Uniqlo, c’est la constance dans la simplicité. Avec des prix plus bas, une qualité perçue comparable, et des marges brutes à peine inférieures à celles de Zara. C’est aujourd’hui la seule grande marque généraliste capable d’attirer à la fois les consommateurs sous pression financière et les ménages plus aisés, pour lesquels les produits sont acceptables. Cette performance est aussi l’héritage d’une stratégie de marque fondée sur des technologies propriétaires (Puffertech, AIRism, Heattech) qui renforcent la fidélité.
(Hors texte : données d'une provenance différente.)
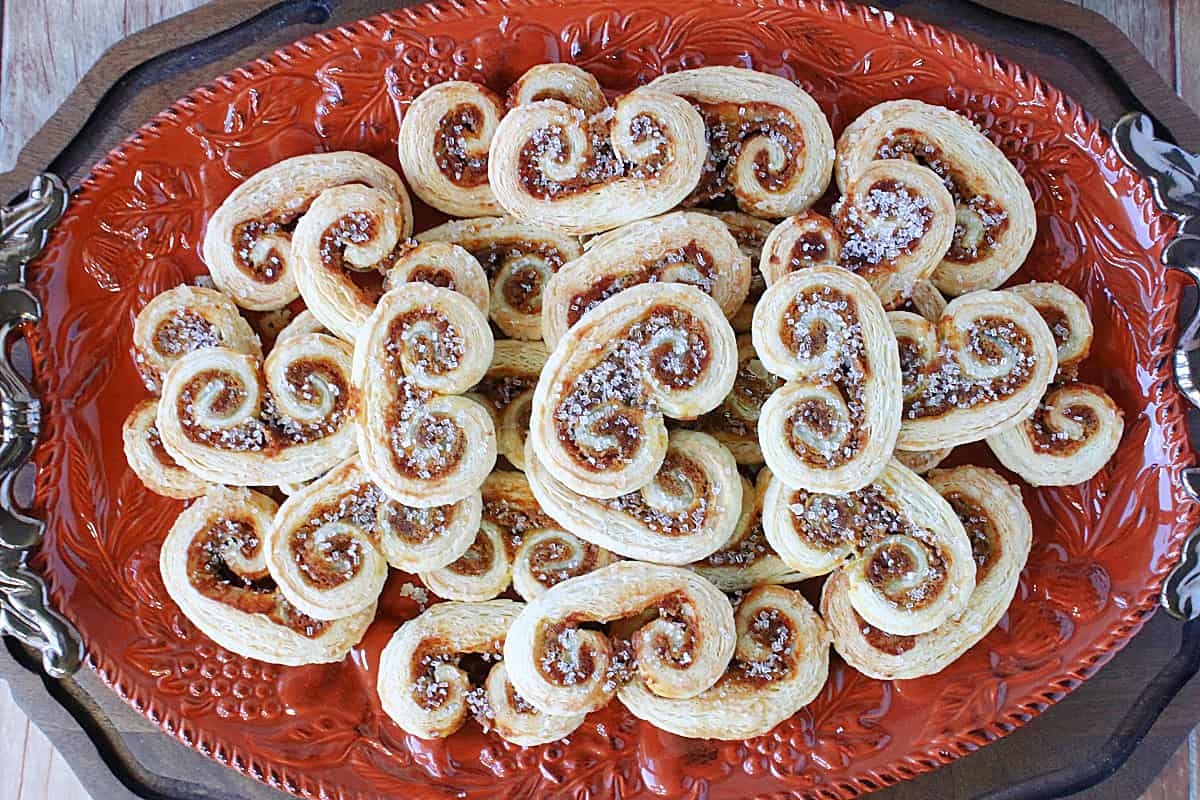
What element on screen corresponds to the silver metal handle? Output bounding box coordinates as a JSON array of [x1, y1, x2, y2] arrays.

Dans le top 15 des marques les plus “précieuses en 2025 – selon la valeur financière de la marque –, on retrouve quatre acteurs qui n’évoluent pas dans le monde du luxe : Nike est troisième, Adidas sixième, Zara en recul à la septième place, Uniqlo et H&M stagnent à la onzième et douzième place.
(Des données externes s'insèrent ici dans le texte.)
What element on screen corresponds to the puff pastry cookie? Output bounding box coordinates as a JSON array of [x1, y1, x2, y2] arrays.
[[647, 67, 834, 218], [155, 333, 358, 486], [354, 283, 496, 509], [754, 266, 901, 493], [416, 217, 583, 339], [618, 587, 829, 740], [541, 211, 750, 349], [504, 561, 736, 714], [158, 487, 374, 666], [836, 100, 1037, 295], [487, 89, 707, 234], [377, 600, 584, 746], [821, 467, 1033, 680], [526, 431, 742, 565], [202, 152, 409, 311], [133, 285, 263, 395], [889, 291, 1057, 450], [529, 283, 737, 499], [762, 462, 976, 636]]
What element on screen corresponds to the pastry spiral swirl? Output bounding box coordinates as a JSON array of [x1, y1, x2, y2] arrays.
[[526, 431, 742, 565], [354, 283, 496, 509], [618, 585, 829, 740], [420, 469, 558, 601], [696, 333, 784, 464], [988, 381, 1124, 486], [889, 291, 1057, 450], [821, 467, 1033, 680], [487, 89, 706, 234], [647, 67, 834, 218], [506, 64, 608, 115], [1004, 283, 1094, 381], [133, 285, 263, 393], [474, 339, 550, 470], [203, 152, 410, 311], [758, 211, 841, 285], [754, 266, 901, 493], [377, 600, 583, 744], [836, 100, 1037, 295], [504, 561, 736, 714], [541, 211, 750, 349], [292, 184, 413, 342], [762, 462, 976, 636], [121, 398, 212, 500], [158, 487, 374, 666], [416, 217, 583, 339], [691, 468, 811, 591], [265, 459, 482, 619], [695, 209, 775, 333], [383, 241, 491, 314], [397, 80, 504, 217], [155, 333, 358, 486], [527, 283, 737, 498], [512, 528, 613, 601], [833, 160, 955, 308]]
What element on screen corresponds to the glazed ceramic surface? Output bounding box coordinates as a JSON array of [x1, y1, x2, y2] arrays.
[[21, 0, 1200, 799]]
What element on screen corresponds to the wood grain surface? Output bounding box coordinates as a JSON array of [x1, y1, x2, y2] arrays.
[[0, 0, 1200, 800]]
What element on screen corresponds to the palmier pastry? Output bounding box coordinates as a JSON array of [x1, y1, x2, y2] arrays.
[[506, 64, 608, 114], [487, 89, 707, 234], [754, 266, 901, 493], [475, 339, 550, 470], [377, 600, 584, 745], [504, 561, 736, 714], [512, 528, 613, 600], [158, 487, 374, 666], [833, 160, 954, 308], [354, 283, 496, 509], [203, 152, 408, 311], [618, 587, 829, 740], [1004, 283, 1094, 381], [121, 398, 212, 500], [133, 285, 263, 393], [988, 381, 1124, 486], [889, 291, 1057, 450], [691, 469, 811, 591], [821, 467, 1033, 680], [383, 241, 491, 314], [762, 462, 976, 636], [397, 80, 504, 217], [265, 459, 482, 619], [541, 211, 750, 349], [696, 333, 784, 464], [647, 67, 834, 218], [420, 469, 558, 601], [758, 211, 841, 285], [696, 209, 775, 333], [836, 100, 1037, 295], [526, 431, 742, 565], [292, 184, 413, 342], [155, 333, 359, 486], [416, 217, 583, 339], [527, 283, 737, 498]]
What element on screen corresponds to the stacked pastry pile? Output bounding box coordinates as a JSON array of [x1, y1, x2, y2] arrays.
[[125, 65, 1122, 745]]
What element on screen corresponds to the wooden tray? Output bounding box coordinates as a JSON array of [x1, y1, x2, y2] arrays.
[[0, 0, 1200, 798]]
D’un point de vue géographique, l’Europe pèse 13% des ventes de la marque Uniqlo, tandis que l’Amérique du Nord ne représente encore que 9% du chiffre d’affaires et 3% des points de vente selon Bloomberg. Ici réside l'essentiel du potentiel de croissance. Le groupe présente d’ailleurs explicitement l’offensive sur les marchés européens et américains comme l’un de ses principaux moteurs de développement. Depuis 2022, Fast Retailing enchaîne les croissances annuelles de 30 à 50% dans ces deux régions. La part du Japon dans les ventes fond comme neige au soleil depuis quelques exercices, une dynamique qui devrait durer encore quelques années.
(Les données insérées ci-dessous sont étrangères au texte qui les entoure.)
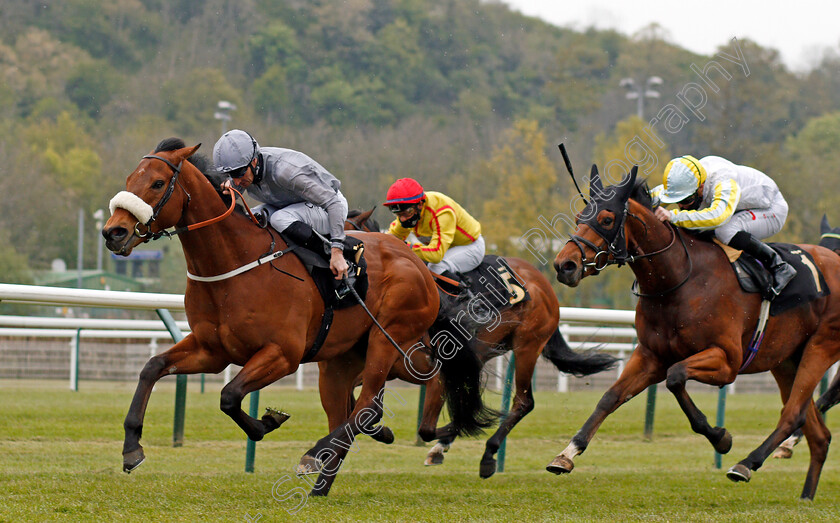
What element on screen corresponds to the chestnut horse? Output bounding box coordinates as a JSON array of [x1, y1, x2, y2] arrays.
[[547, 166, 840, 499], [319, 211, 617, 478], [102, 138, 492, 495]]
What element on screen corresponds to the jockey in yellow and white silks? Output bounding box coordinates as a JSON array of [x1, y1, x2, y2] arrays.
[[651, 155, 796, 294], [383, 178, 485, 279]]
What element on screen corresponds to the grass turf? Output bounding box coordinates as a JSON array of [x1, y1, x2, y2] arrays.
[[0, 380, 840, 522]]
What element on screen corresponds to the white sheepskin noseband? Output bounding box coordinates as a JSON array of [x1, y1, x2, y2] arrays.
[[108, 191, 154, 225]]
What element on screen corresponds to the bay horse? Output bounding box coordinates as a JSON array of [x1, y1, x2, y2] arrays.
[[102, 138, 492, 496], [546, 166, 840, 499], [319, 211, 618, 478], [773, 214, 840, 459]]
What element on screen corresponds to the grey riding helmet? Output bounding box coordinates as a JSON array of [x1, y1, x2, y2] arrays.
[[213, 129, 260, 173]]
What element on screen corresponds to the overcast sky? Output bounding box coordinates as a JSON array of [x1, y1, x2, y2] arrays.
[[501, 0, 840, 71]]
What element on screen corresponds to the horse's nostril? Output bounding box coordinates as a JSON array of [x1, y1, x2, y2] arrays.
[[558, 261, 577, 273], [102, 227, 128, 241]]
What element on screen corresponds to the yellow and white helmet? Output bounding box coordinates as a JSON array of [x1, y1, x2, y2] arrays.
[[659, 155, 706, 203]]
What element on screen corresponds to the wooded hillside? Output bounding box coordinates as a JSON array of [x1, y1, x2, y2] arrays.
[[0, 0, 840, 307]]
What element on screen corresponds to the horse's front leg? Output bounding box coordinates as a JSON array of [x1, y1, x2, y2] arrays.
[[220, 343, 297, 441], [546, 345, 665, 474], [123, 334, 228, 472], [665, 347, 738, 454]]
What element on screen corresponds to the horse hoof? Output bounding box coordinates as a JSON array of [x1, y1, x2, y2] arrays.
[[295, 454, 326, 476], [370, 427, 395, 445], [423, 452, 443, 467], [773, 447, 793, 459], [545, 455, 575, 475], [714, 429, 732, 454], [478, 458, 496, 479], [726, 463, 752, 483], [123, 447, 146, 474], [262, 407, 291, 432]]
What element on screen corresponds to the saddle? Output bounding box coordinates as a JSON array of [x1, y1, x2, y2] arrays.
[[281, 233, 368, 363], [714, 239, 831, 316], [283, 236, 368, 310], [452, 254, 531, 310]]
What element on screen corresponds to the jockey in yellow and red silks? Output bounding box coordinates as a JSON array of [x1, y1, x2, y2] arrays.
[[383, 178, 484, 279]]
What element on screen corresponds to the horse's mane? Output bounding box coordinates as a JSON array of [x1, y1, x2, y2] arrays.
[[155, 136, 241, 215], [155, 137, 225, 191]]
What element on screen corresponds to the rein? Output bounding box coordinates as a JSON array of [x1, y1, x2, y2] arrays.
[[630, 226, 694, 298], [566, 206, 694, 298]]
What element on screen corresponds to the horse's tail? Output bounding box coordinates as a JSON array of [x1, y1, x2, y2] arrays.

La pénétration du marché américain constitue sans doute le plus grand test pour Uniqlo. Le groupe n’y multiplie pas les ouvertures de magasins au forceps, il cherche plutôt à se rendre lisible et désirable, sur un marché radicalement différent de celui du Japon.
La valorisation ambitieuse du groupe, à 40 fois les bénéfices de l’exercice prochain, reflète les attentes des investisseurs quant à l’expansion occidentale. Le Japon est une base bien ancré, le marché chinois retrouve enfin du dynamisme avec un profit en hausse à deux chiffres et le potentiel international est encore immense.
Sur le premier semestre, le groupe améliore sa marge brute, mais aussi son résultat opérationnel en ayant bien diminué les autres dépenses liées aux ventes. La hausse des ambitions de bénéfice opérationnel communiquée par le groupe pour l’exercice a propulsé le titre en cette fin de semaine.
Autant dire que le groupe a le vent en poupe. Le titre se paie bien plus cher que ses concurrents. Fast Retailing se traite à des niveaux supérieurs à ceux d’acteurs qui figurent pourtant parmi les meilleures réussites récentes du secteur, comme Brunello Cucinelli, Amer Sports ou On Holding.